CryoET Image Processing Challenges

Overview

Cryo-electron tomography (cryoET) reconstructs 3D volumes, or tomograms, using rotational 2D projections from a sample. In an ideal scenario, each 2D image in a tilt series would represent a true projection of a 3D sample. However, in reality, tomogram reconstructions are based on blurred sample images due to microscope limitations, image acquisition settings, and electron scattering that result in missing, attenuated, or inverted components of true images. This blurring has to be taken into account during image processing to optimize tomogram resolution. Here we discuss major challenges that affect tomogram resolution and analysis, including noisy data, contrast transfer function (CTF), and the tilt angle limitation (“wedge problem”). To provide context for the limitations and their solutions, we’ll first describe how images are processed.

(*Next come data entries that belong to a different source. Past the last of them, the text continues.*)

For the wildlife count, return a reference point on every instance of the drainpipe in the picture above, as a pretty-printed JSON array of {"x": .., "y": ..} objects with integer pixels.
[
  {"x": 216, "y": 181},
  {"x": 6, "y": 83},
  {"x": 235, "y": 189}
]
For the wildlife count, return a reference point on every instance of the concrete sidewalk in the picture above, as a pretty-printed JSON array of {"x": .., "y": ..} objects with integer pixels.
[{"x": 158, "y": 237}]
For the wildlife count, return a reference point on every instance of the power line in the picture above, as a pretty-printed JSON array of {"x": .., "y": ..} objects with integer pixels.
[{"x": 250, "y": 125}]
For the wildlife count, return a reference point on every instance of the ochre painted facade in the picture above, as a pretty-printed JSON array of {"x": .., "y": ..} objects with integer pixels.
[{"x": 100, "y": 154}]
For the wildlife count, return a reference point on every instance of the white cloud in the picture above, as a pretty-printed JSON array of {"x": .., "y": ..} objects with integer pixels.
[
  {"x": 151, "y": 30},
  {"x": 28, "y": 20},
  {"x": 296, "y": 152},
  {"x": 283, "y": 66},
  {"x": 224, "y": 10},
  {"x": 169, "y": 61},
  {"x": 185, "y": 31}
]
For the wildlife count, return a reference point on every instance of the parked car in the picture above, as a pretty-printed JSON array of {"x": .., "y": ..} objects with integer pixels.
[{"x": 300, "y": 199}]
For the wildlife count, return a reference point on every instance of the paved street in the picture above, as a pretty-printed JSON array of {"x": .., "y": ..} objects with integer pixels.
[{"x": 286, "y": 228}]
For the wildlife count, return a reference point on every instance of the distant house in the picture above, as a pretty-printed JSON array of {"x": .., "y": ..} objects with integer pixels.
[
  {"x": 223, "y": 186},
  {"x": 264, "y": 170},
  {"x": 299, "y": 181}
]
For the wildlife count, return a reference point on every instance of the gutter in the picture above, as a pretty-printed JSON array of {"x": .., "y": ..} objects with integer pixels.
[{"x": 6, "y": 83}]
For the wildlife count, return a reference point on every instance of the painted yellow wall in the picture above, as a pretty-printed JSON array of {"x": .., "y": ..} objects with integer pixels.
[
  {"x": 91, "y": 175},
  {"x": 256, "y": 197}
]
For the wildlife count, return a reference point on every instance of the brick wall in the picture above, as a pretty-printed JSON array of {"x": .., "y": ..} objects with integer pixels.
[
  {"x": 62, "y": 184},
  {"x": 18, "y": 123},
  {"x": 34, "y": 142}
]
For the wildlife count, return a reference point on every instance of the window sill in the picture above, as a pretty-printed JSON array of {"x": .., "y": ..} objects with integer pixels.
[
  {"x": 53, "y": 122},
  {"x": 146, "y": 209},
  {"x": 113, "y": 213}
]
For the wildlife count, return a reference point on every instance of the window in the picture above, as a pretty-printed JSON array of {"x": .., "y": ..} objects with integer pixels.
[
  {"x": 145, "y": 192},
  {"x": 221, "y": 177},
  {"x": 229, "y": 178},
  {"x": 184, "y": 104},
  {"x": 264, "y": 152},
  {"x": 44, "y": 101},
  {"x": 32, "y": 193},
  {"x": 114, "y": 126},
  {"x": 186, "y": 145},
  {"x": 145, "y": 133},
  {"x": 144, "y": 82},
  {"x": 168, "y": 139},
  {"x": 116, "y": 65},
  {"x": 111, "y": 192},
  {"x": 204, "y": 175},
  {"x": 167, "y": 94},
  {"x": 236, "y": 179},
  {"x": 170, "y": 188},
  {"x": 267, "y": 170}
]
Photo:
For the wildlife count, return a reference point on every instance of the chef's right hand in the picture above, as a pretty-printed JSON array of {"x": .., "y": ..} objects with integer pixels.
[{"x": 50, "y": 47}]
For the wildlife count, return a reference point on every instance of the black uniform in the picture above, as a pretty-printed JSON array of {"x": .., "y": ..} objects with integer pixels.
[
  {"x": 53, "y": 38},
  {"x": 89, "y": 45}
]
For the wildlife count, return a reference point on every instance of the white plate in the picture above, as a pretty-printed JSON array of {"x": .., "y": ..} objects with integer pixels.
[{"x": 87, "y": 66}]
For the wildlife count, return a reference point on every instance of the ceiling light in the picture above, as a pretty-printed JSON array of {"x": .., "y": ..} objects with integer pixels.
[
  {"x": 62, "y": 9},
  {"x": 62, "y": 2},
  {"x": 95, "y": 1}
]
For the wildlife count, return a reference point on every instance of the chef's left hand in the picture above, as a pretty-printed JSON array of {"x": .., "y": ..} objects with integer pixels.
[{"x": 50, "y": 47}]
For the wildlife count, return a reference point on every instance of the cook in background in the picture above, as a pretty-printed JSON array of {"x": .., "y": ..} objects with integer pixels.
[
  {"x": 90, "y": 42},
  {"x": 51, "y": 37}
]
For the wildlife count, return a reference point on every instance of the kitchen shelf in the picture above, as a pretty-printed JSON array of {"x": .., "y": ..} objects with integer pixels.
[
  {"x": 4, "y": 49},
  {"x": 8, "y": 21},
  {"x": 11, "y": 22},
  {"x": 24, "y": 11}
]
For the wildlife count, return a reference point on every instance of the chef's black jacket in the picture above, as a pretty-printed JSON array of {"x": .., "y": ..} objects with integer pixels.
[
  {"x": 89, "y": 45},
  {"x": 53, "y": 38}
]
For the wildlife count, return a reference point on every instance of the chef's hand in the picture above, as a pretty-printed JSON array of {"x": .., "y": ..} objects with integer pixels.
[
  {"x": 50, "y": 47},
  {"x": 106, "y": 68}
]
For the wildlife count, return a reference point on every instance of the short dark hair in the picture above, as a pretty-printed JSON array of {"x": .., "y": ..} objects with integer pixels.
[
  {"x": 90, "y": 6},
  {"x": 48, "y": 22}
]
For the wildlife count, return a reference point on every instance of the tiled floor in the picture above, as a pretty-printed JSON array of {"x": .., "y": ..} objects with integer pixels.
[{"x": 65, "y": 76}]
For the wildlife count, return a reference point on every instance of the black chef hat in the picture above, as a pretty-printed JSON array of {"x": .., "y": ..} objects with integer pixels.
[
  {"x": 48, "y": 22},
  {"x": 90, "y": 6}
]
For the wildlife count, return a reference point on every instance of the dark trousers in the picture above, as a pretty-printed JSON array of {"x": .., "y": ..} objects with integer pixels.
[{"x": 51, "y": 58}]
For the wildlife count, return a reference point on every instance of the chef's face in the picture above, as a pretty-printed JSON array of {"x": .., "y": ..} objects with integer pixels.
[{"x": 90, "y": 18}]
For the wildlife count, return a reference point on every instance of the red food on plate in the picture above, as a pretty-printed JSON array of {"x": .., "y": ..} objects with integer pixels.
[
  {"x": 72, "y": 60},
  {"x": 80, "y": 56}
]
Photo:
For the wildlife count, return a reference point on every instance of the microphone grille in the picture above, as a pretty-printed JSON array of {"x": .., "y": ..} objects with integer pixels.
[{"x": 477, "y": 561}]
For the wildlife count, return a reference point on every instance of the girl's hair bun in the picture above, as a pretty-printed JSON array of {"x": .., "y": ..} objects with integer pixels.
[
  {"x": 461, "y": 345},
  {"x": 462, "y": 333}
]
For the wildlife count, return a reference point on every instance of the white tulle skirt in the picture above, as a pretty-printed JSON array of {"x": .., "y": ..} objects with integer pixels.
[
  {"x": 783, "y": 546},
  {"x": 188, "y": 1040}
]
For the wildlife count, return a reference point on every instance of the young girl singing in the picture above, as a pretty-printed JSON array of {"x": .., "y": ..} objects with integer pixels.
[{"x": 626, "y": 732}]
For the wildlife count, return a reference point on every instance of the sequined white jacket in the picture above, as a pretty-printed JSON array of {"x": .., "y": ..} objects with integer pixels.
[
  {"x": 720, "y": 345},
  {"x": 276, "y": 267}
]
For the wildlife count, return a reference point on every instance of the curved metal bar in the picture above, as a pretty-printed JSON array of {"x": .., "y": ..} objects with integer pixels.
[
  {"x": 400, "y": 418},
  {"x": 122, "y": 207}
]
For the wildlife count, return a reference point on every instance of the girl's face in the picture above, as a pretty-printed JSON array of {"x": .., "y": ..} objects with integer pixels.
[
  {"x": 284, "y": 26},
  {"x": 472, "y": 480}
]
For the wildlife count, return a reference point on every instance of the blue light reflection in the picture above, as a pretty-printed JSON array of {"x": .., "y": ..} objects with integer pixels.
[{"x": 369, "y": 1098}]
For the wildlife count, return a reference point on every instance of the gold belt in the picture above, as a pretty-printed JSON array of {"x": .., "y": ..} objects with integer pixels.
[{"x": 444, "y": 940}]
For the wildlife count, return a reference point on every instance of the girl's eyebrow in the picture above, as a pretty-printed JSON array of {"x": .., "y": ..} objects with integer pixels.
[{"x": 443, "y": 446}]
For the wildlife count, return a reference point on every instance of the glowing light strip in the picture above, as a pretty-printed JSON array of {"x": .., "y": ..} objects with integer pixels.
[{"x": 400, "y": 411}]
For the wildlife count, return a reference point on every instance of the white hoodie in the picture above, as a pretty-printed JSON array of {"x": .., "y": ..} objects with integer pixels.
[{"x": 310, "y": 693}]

Image Processing: Fourier Space

Researchers transform 2D images into their frequency domain representation using Fourier transforms to enable efficient tomogram reconstruction. Think of an image as a mixture of lots of different patterns – some big and blurry (low resolution), some small and sharp (high resolution). A Fourier transform is a mathematical process that can break down exactly which patterns are present in the image and how strong each one is. These patterns are represented as a combination of different waves, where each wave component describes a particular pattern or level of detail in the image based on their magnitude (strength) and spatial frequency. This information is stored in Fourier space, a representation of the image based on wave patterns. Importantly, researchers can easily convert between Real and Fourier space. Fourier components can be visualized using a power spectrum plot, which depicts the magnitude of each spatial frequency component.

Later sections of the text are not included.